Потом Казаркин сидел в маленькой комнате, которую ему сдавали вместе с огромным ненужным шезлонгом за вполне умеренную плату, и пытался вернуться к давно забытому детскому пониманию яблок. Огрызки он кидал в отворенное окно, стараясь попасть в ржавую консервную банку, лежавшую в сырой траве в тени забора. Потом он снова брел по солнечным улицам жаркого городка, чувствуя на зубах оскомину. Теперь он спокойно миновал фруктовые ряды и сел в шашлычной, заговорил со случайным собеседником:
– Много их не съешь, фруктов-то. Зубы болят. Вот ребятишки - другое дело, им витамины требуются, поэтому они и жрут яблоки. В детстве я сад бы целый съел, если б дали. А сейчас - ничего хорошего.
– В них ничего хорошего, это точно. Все витамины тут!
– собеседник похлопал лапой сверху по пивной кружке.- Тут они все, голубчики,- повторил он убежденно.
– Всё фрукты, фрукты, мечтал,- сказал Казаркин разочарованно.
– Таранка,- собеседник отщипнул у сухой рыбки спинку.
– Микроба,- сказал Казаркин.
– Чего-чего?
– Микробы, говорю, крабов вы не видели, или чулимов, поэтому микробы едите.
– Вкусная вещь,- сказал собеседник и протянул одну рыбку Казаркину.
Казаркин отклонил таранку и сказал:
– Вот молотим мы в Беринговом море... Да стой, я тебе дело говорю,отклонил он настойчиво предлагаемую таранку,- так вот, шторм, стало быть, рыбу брать нельзя, и сидим мы вот так с кэпом и кушаем крабов, и кэп мне говорит: "Чего ты хочешь в жизни иметь?" Вот ты, чего ты хочешь?
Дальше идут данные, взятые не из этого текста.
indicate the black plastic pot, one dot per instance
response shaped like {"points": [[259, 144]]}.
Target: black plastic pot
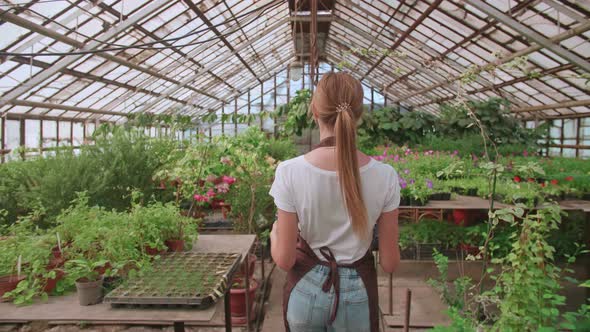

– Хто его знает, чого мени треба!
– А я знаю. И я кэпу говорю: "Виктор,- говорю,- Владимирович, пеструшки решают все на данном этапе!"
– Чего?
– Пеструшки, гроши на ваш язык!
– Казаркин потер в пальцах мятую трешку.- Если я при деньгах - я король положения...
Казаркин разочарованно отвернулся от собутыльника, тот не поддержал, опять закусывал сухой рыбьей спинкой.
– Вот ты скажи, сколько у меня денег?
– Много!
– сказал собеседник.
– Дюже богато, на ваш язык. А у тебя?
– У меня оклад,- спокойно ответил тот.
– Ну, бувайте,- сказал Казаркин и, неудовлетворенный хладнокровием собеседника, встал, пошел к стойке, поставил кружку на трехрублевку и вышел.
На базаре Казаркину стало нестерпимо скучно, он злыми глазами оглядел толкотню, и спустился с крыльца шашлычной, и затерялся в толпе.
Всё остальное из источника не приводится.